4.6.2 Writers’ contracts with agents
In the old days, at least in the UK, there was no written contract between an agent and his clients. I never exchanged letters or signed any other formal document binding me to an agent, and no one ever suggested that I should. It was all done informally. And when it came time to say goodbye, which it does, surprisingly frequently, it was again done in a polite and friendly manner, with good wishes expressed (sincerely) on both sides.
Which is not to say that the ‘informal’ agreement might not have been viewed as a contract in a court of law, but I never heard of a such a case going to court. For one thing, the money involved would frequently have been so small as to make it insane to run up vast lawyers’ bills.
Frequently, but not always. We will come to Harry Potter in a moment.
However… Times change, and the US is a far more litigious country than the UK. So you may not be too surprised to hear that, in today’s market, formal contracts between agents and writers are often the norm. It is now common practice for authors who do strike lucky (?) and find an agent who is willing to represent them, to be faced with signing on the dotted line.
And perhaps the most useful thing I can say at this point is, Hold! Pause! Do not sign! At least not yet. Not till you know exactly what you are signing. And perhaps not even then.
If you google around, as I have on your behalf, you can find reference to one big-name agency which has a five-page agreement for the intending author to sign.
Five pages. And on one of them it says that the agency is entitled to commissions earned by, paid to, or credited to the author (or, incidentally, any entity owned by or controlled by the author), ‘in perpetuity.’
Note that, this is not some fly-by-night elementary scam. This is a serious legal document drawn up and offered by highly paid lawyers representing a major firm of agents with major writers on their books. And they want your money – or some of it – in perpetuity.
Sounds like a long time to me.
The best advice I have seen offered by highly experienced writers, with decades of experience, is that before you sign any such agreement you should seek out a well qualified media lawyer (sometimes known as an intellectual-property, or IP, lawyer).
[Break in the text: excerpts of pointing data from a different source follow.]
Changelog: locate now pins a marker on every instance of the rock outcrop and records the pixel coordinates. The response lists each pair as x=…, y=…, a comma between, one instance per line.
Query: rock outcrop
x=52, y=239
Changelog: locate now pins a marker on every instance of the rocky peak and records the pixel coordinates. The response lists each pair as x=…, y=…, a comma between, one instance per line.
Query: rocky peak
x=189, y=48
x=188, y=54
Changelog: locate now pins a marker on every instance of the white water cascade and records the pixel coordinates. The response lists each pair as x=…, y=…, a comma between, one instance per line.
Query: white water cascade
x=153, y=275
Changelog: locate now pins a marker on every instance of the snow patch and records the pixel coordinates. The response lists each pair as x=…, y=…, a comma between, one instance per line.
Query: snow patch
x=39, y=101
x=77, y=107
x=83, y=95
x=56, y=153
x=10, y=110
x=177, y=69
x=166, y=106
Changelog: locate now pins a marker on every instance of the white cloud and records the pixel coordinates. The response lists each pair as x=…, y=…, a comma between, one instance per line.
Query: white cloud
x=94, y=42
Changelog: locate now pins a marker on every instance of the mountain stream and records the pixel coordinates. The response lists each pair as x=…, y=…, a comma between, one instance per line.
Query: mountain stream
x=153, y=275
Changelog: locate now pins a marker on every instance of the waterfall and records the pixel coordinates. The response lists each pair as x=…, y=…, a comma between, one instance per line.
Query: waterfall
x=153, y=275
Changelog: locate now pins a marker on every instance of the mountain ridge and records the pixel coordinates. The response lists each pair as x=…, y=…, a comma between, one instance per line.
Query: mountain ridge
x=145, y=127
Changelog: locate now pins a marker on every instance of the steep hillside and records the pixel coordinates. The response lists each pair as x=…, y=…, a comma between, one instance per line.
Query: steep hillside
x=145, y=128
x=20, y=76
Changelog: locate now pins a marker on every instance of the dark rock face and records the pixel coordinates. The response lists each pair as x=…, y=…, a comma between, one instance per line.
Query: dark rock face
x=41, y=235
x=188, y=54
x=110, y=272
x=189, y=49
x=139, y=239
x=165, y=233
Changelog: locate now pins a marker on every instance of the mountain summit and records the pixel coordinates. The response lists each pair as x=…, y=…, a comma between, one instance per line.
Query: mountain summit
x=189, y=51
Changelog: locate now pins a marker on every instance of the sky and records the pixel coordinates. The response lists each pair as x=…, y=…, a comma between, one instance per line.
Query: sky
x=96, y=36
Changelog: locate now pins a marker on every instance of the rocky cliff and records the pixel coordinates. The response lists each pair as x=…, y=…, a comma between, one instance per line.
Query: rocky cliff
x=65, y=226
And get him to check it over. Twice. I can only agree.
There are, reportedly, a few agents (probably small ones) who still operate on the handshake model. You may be able to find one. But the attraction of being linked to a household name (in publishing circles) is a strong one.
An experienced observer (and I like to think I am one such) can visualise so many potential complications in the author-agent relationship that mine eyes glaze over.
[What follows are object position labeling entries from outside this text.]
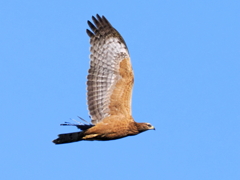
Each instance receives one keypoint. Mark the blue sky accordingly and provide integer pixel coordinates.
(185, 56)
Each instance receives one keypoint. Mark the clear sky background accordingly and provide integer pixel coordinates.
(186, 61)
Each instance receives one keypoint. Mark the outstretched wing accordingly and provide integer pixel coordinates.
(110, 78)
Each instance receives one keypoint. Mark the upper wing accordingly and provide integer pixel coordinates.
(110, 77)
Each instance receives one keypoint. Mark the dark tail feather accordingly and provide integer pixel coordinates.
(68, 138)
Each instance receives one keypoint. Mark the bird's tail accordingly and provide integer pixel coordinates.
(69, 137)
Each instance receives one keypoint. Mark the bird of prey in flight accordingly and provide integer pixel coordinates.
(109, 88)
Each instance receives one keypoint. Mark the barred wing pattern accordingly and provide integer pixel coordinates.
(110, 77)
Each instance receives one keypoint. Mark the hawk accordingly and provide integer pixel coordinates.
(109, 88)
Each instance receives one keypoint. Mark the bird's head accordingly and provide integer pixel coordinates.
(145, 126)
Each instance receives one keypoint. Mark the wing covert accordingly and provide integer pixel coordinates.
(110, 77)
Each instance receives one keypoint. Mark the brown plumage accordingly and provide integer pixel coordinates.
(109, 84)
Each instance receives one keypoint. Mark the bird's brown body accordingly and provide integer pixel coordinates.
(109, 85)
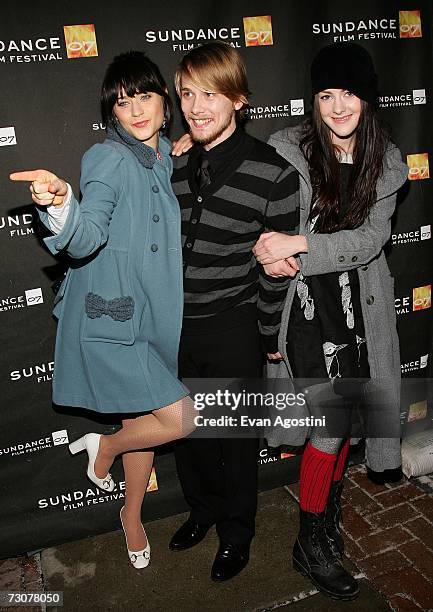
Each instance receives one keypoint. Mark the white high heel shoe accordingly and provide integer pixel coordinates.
(141, 558)
(90, 443)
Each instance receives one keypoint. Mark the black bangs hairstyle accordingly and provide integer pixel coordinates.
(134, 73)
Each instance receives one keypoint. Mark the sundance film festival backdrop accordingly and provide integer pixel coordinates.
(51, 63)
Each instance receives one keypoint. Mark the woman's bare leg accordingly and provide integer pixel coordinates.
(137, 466)
(159, 427)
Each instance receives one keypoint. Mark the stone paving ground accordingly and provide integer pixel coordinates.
(389, 542)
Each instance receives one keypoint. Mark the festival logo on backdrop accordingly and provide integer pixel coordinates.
(417, 411)
(42, 372)
(418, 166)
(185, 39)
(80, 41)
(410, 24)
(31, 297)
(418, 96)
(92, 496)
(56, 438)
(258, 31)
(423, 233)
(421, 298)
(359, 30)
(17, 225)
(414, 365)
(272, 111)
(266, 457)
(7, 136)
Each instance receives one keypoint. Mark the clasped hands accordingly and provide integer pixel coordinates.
(275, 251)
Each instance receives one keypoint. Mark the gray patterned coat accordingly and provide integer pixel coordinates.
(360, 249)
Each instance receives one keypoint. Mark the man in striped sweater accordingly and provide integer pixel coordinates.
(231, 187)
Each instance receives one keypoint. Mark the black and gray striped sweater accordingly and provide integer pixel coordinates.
(256, 190)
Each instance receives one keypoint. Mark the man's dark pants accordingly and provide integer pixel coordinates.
(219, 476)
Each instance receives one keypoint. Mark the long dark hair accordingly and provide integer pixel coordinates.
(371, 142)
(135, 73)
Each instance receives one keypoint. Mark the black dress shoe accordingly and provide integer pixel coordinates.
(229, 561)
(187, 536)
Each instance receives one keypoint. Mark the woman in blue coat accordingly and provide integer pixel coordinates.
(119, 308)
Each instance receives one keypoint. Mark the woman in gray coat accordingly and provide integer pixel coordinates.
(119, 308)
(339, 321)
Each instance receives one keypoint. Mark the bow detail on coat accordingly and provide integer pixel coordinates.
(119, 309)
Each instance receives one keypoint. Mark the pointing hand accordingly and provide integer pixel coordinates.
(46, 188)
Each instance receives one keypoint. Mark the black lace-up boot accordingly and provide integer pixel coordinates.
(333, 518)
(313, 557)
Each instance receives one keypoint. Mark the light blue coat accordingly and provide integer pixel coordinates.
(125, 241)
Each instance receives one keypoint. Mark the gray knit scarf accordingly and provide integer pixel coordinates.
(145, 154)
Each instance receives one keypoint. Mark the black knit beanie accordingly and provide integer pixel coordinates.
(345, 66)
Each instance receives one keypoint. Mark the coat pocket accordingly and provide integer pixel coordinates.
(109, 308)
(58, 300)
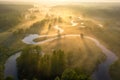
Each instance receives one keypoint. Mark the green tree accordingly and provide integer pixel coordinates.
(57, 78)
(9, 78)
(69, 74)
(58, 63)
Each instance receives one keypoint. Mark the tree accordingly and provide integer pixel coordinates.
(58, 63)
(69, 74)
(57, 78)
(9, 78)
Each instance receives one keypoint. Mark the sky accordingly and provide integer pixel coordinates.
(63, 0)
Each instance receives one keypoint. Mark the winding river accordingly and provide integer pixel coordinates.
(101, 73)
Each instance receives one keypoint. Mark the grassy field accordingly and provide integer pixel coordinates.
(107, 14)
(13, 28)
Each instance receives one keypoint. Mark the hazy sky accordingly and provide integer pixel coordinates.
(64, 0)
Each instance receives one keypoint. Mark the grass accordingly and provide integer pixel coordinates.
(84, 52)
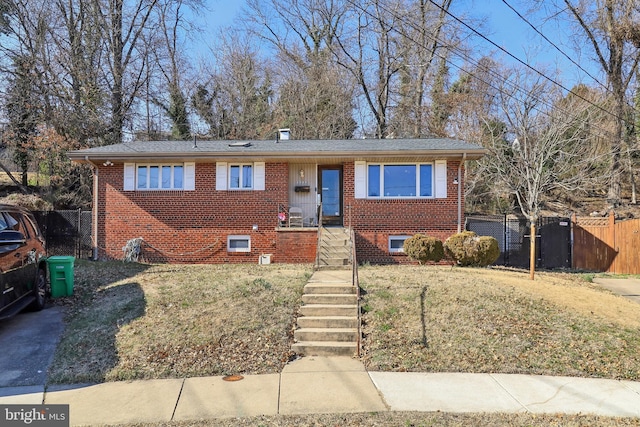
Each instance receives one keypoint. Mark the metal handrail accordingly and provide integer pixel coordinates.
(319, 238)
(356, 282)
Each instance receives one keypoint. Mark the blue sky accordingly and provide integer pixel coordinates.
(501, 25)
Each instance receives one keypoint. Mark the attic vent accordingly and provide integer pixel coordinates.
(240, 144)
(284, 134)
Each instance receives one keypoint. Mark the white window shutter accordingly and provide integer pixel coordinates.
(221, 176)
(258, 176)
(360, 180)
(129, 177)
(190, 176)
(441, 179)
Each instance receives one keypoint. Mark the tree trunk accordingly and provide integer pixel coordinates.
(532, 258)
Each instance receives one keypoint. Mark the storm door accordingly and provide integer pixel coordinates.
(330, 185)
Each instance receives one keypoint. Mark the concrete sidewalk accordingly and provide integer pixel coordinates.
(332, 385)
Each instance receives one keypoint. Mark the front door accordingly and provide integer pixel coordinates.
(330, 184)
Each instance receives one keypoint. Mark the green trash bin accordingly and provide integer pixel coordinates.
(61, 273)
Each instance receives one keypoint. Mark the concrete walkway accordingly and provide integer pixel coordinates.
(626, 287)
(332, 385)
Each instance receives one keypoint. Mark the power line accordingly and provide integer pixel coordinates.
(553, 44)
(464, 56)
(524, 63)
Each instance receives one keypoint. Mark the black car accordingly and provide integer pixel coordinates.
(23, 267)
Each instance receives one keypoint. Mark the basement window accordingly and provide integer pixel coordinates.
(238, 244)
(396, 244)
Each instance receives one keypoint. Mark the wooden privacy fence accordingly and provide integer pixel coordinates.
(604, 244)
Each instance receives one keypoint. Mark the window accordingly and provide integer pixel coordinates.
(396, 243)
(159, 177)
(238, 244)
(400, 180)
(241, 177)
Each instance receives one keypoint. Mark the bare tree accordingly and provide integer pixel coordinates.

But one such complication is surely obvious to everyone. What happens at the parting of the ways?
The luckiest agent of all time was Christopher Little, in the UK. His office was one of those which received a submission from a person by the name of J.K. Rowling.
Rowling’s book was some sort of weirdo magic spells kids’ story, and it had already been rejected by numerous other agencies. However, according to a long-ago article in Publishing News (a UK weekly long since deceased), young Harry Porter caught the eye of Little’s secretary. (You know how it is on a slow day – you look around for anything to read.) She got interested in the ms and shoved it in front of her boss.
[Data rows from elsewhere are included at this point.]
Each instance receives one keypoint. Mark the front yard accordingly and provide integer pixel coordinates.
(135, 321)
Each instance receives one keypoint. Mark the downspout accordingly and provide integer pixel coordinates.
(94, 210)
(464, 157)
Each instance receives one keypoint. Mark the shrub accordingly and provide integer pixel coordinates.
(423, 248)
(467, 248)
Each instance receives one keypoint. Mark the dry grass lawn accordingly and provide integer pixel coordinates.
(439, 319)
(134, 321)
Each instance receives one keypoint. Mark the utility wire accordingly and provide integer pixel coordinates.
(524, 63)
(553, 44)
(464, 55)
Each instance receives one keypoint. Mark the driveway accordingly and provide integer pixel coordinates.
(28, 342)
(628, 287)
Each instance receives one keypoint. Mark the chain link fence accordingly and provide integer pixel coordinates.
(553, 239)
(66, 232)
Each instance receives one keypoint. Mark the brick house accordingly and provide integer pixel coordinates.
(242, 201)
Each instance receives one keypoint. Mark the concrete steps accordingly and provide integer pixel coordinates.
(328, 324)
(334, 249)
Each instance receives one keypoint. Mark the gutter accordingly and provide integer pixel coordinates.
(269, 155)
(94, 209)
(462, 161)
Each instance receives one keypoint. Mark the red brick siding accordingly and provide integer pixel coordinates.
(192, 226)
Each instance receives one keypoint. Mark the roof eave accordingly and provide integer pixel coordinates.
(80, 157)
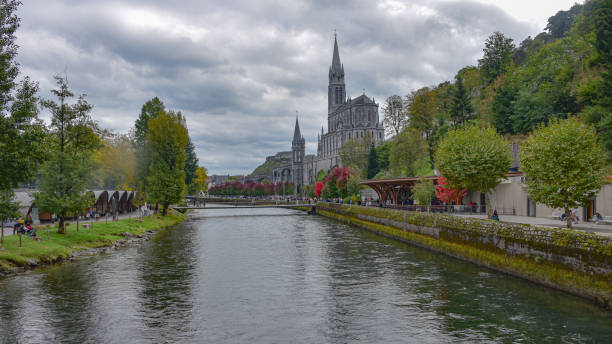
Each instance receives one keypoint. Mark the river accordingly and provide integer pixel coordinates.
(281, 276)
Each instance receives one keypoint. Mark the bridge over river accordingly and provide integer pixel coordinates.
(229, 206)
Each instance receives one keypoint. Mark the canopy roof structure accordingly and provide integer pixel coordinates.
(394, 187)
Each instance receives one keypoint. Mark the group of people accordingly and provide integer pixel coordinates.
(573, 216)
(22, 228)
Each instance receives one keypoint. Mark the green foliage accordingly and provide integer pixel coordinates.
(70, 146)
(423, 191)
(149, 110)
(21, 137)
(266, 168)
(497, 57)
(9, 69)
(372, 163)
(8, 209)
(115, 164)
(474, 158)
(355, 153)
(461, 107)
(62, 246)
(191, 165)
(559, 24)
(394, 116)
(425, 116)
(470, 239)
(166, 138)
(382, 155)
(406, 149)
(21, 132)
(564, 164)
(321, 175)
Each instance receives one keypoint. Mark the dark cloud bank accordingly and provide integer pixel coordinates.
(240, 70)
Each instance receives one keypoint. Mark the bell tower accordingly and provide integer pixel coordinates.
(336, 90)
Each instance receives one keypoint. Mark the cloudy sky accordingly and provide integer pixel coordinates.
(239, 70)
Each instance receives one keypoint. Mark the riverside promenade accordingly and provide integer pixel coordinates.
(601, 229)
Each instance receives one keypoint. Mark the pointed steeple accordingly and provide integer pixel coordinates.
(336, 67)
(297, 135)
(336, 89)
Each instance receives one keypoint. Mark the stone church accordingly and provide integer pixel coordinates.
(347, 118)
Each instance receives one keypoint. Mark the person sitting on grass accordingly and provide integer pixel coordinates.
(30, 231)
(597, 217)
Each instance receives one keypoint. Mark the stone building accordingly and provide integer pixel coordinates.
(347, 119)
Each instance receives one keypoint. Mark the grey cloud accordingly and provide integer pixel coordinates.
(240, 69)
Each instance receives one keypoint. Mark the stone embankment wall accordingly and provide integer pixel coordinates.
(576, 262)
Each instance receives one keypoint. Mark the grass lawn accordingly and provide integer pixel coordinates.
(60, 246)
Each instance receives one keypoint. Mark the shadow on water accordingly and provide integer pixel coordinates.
(265, 278)
(166, 272)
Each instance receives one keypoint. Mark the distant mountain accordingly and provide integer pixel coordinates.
(272, 162)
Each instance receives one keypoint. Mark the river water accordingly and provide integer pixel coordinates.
(281, 276)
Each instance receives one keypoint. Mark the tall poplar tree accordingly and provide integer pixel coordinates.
(166, 139)
(191, 166)
(149, 110)
(20, 129)
(70, 148)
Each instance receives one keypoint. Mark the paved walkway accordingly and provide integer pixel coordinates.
(9, 230)
(605, 230)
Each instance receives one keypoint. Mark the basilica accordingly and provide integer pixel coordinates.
(347, 119)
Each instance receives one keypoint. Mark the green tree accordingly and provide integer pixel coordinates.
(115, 164)
(166, 138)
(423, 192)
(559, 24)
(21, 137)
(461, 107)
(382, 155)
(149, 110)
(191, 165)
(201, 179)
(406, 150)
(8, 209)
(497, 59)
(502, 107)
(424, 117)
(354, 153)
(394, 116)
(321, 175)
(70, 147)
(564, 164)
(21, 132)
(474, 158)
(372, 162)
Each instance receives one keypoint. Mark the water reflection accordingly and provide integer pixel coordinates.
(279, 276)
(166, 270)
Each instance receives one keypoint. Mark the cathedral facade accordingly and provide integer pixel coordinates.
(347, 119)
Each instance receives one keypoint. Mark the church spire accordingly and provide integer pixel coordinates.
(336, 66)
(336, 89)
(297, 135)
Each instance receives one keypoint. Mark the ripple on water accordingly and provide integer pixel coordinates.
(264, 278)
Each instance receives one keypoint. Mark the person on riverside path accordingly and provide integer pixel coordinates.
(495, 217)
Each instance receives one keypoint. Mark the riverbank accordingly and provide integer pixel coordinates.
(56, 247)
(575, 262)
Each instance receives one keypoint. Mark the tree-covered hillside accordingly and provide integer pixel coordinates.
(562, 72)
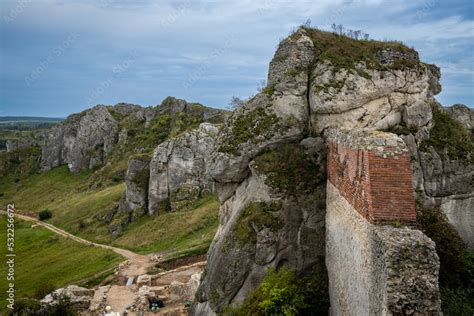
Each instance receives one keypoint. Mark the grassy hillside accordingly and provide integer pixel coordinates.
(186, 232)
(80, 210)
(44, 260)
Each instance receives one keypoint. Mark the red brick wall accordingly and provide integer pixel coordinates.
(380, 189)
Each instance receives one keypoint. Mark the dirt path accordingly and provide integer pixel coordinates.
(119, 297)
(136, 264)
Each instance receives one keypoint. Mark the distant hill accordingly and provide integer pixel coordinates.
(4, 119)
(22, 123)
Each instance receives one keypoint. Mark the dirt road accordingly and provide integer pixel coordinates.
(137, 264)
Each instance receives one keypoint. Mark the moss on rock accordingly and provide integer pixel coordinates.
(254, 126)
(344, 52)
(256, 215)
(449, 138)
(289, 169)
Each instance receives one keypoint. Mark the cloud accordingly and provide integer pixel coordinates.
(174, 39)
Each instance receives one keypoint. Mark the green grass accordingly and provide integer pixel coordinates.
(78, 210)
(43, 258)
(183, 233)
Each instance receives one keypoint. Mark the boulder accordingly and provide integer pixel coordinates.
(82, 141)
(179, 169)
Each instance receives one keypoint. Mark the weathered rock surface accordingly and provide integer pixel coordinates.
(179, 169)
(463, 114)
(283, 227)
(136, 182)
(82, 141)
(391, 270)
(379, 99)
(277, 115)
(305, 95)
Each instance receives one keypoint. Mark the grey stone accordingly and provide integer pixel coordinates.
(82, 141)
(179, 168)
The rest is history. And indeed it is history now. Little took on Ms Rowling, with no great faith, and his lack of real interest was soon echoed by publishers. But one eccentric liked the book and published it. Small time.
It was the kids wot done it. About a year after HP first appeared, I was in a bookshop with my wife, looking for a birthday present for a nephew aged about 11. Down in the children’s section, two small boys of the right age group were flicking through the books on a table.